A huge misconception about Janov's Primal Therapy is that it's supposed to be centered around birth traumas. This is not true at all. Maybe you're thinking of re-birthing? Janov's primal therapy deals with any early trauma, including swaddling. Though swaddling is still very common in Russia and China, in the Western culture, only some of the older generations in some countries have suffered this. Non-empathic methods of childbirth
, as you call it, is a pretty vague description. Often some of the most cruel torture techniques take place on the infant during and after birth. Electric shocks, huge tongs to pull at the infants head during birth, cutting the umbilical cord too early, which results in near suffocation, harsh lights and sounds, separation from the mother, spanking, surgical operation without anesthesia, and more.
Cesar, I'm surprised to hear you haven't read a single book by Arthur Janov. Though that Antonio makes a few good points, you could form your own opinion by reading a book by Janov first. Prisoners of Pain is Janov's best book in my opinion. Also The New Primal Scream is a very interesting read.
I understand Phil's point of view that people who are looking for a good therapist, and feel strong enough to filter them through Miller's How To Find a Therapist
, probably don't need a therapist in the first place. Anyone who is seeking a therapist, wants a good one and wants to be helped. But only help in the way they can understand and feel that it will make them FEEL BETTER. This feeling better
is a trap because a person in pain, wants to avoid that pain, not feel it. So anything that can make that person feel better, will be chosen first. That's also why those therapies that deal with short term (temporarily) solutions are much more popular. When a person in therapy learns that it's not about feeling better
but about feeling, a breakthrough is made and it's often the point when people stop using drugs. After a good therapy, a person can still suffer, can still feel pain, but only as a reaction to the current situation and not anymore as a reaction to the childhood.

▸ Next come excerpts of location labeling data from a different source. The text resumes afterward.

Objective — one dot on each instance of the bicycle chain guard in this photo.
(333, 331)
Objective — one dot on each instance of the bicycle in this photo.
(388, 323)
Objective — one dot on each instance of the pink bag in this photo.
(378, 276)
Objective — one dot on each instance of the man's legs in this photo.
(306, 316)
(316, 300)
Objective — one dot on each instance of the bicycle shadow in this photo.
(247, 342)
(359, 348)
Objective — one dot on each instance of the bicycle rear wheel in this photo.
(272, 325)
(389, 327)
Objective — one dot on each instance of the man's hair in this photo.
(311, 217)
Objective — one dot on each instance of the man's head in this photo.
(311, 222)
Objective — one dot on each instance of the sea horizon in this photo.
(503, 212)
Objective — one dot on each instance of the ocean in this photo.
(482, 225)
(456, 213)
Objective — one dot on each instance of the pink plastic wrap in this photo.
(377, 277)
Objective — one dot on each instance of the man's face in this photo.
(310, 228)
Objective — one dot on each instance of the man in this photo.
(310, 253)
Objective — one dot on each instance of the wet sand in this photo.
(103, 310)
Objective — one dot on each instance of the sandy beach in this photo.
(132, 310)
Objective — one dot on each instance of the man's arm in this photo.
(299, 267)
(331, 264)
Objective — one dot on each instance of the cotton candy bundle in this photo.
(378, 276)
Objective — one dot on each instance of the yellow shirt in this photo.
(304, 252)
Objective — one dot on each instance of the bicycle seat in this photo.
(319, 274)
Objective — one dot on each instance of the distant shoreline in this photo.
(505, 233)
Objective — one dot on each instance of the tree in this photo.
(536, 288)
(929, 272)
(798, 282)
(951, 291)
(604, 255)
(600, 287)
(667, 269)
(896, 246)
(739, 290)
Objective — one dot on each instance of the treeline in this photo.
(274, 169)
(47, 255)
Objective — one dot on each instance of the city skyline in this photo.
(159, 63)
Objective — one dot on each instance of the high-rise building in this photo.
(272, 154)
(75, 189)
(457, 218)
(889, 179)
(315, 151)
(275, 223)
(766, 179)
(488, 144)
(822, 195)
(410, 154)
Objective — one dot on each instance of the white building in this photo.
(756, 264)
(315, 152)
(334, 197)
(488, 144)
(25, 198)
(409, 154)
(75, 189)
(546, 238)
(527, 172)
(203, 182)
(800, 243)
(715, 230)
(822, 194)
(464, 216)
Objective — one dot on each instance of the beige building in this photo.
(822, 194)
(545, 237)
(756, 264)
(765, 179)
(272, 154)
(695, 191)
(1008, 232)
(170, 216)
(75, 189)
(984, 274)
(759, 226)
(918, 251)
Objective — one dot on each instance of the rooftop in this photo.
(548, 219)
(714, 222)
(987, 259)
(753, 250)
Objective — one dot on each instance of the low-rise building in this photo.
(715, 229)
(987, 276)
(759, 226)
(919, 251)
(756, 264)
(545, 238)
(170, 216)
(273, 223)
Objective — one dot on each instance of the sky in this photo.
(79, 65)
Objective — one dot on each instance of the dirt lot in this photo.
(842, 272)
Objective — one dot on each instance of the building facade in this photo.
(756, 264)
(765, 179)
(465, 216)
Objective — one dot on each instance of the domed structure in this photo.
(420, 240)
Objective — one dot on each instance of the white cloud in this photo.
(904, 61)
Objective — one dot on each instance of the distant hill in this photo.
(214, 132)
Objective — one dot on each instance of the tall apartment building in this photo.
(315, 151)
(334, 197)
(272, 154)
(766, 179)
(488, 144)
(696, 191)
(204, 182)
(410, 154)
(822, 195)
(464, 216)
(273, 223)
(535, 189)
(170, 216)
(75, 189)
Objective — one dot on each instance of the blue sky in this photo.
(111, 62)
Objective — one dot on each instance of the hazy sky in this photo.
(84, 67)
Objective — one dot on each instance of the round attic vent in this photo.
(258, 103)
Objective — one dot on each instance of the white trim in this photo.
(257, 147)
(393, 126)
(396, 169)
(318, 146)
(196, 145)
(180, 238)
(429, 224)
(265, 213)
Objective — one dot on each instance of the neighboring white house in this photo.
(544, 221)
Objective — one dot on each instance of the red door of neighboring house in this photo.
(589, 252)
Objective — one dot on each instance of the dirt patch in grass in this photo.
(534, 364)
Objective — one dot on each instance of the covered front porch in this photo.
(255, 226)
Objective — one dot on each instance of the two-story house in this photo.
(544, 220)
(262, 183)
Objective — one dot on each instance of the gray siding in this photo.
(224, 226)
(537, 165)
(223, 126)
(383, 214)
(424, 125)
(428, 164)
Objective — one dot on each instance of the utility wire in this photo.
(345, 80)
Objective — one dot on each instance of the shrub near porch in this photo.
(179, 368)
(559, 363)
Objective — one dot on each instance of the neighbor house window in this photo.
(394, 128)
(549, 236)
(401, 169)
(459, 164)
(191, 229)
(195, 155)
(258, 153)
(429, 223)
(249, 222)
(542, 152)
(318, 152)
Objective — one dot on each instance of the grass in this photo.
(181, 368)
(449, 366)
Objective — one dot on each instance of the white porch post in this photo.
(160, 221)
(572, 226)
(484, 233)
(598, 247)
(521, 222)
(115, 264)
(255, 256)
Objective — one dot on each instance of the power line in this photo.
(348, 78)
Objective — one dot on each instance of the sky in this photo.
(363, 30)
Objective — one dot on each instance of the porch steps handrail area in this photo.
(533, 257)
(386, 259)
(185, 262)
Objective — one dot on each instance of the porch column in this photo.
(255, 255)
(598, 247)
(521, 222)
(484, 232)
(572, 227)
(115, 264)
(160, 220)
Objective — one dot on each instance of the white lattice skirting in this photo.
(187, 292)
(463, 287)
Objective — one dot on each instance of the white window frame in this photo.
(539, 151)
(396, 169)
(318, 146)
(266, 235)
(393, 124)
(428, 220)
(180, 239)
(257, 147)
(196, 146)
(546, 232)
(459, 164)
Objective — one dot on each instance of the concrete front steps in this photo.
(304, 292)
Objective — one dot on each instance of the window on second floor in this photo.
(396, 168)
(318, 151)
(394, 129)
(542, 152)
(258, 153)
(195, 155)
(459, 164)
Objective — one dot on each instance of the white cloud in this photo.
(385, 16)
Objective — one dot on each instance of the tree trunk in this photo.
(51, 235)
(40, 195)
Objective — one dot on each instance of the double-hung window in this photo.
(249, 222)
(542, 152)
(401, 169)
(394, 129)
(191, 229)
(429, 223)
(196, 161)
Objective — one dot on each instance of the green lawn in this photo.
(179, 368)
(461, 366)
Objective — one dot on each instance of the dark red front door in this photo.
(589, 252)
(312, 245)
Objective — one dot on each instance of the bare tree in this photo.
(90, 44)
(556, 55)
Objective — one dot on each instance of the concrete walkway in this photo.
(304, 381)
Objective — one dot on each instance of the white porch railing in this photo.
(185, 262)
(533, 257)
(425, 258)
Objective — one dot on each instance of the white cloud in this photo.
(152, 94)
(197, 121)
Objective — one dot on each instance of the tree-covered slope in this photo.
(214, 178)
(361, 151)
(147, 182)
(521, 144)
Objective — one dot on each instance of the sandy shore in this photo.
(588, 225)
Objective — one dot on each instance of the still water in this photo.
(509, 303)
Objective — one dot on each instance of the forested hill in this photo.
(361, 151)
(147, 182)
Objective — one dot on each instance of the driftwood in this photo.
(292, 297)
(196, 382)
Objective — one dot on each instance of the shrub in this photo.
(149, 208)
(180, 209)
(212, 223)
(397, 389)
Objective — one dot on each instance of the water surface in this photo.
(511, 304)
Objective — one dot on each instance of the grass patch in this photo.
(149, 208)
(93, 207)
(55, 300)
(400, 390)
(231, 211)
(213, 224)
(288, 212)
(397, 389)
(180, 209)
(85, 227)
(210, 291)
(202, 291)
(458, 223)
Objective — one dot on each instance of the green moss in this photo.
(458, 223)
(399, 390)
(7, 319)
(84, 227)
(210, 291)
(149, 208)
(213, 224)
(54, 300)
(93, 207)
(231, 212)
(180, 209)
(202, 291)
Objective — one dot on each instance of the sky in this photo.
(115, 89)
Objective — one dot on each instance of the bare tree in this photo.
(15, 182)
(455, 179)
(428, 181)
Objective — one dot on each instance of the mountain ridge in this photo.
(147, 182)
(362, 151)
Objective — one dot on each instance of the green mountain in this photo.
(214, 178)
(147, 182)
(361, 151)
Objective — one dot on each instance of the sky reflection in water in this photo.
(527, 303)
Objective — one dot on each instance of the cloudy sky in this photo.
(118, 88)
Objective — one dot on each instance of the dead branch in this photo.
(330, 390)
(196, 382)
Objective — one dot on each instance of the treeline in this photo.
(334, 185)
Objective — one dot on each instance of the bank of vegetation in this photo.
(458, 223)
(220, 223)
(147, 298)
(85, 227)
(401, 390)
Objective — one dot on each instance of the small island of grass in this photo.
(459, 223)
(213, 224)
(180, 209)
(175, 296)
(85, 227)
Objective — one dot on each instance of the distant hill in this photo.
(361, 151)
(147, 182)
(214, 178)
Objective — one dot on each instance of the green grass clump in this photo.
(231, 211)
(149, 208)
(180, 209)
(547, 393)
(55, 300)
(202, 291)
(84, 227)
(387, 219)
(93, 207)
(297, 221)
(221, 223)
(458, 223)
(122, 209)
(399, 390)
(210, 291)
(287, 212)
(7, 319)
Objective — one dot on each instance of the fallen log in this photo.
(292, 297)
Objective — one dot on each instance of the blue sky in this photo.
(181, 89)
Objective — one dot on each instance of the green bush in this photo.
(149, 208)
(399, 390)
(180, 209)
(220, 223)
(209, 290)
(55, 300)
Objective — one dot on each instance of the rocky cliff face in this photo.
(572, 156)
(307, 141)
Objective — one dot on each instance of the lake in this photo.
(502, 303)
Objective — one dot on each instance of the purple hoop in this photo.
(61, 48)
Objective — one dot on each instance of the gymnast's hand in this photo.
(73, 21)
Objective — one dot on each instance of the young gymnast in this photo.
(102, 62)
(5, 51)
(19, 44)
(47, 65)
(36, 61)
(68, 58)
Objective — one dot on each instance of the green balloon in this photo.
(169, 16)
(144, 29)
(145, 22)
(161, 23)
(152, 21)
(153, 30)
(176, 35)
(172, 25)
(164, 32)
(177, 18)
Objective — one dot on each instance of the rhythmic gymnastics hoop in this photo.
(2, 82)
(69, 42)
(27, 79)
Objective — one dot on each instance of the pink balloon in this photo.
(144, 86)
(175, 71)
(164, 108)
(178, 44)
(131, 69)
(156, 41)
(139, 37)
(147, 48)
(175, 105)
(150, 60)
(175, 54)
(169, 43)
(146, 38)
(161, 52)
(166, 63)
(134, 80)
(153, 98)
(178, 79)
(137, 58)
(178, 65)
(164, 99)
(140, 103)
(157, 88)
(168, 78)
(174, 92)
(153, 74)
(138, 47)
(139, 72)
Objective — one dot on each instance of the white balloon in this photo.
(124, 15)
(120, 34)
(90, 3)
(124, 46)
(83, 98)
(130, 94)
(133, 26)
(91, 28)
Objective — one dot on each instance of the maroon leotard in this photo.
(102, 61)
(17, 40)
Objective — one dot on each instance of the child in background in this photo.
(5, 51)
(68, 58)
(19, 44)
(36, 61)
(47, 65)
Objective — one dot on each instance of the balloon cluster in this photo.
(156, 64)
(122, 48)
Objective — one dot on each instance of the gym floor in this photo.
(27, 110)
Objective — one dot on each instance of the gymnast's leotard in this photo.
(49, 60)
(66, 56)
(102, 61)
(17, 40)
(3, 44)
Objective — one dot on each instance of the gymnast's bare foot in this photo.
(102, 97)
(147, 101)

Cesar, I'm curious, what are your plans with your biographical books, once they are finished. Do you already have a publisher who has shown interest? As you may or not may know, I've written a 600 page autobiographical novel that I couldn't get published (in Dutch as well as in English). Most publishers I had contacted considered it well-written but the taboo of hating one's parents was too much for them. A few even said it was too thick. I started writing on this book when I was 23 and finished it when I was 31.
And I also think Miller's Breaking Down the Walls of Silence is her best book. The first time I read it twice within one week (has never happened with any other book) and I've read it in total probably 5 times and every time I discovered new things.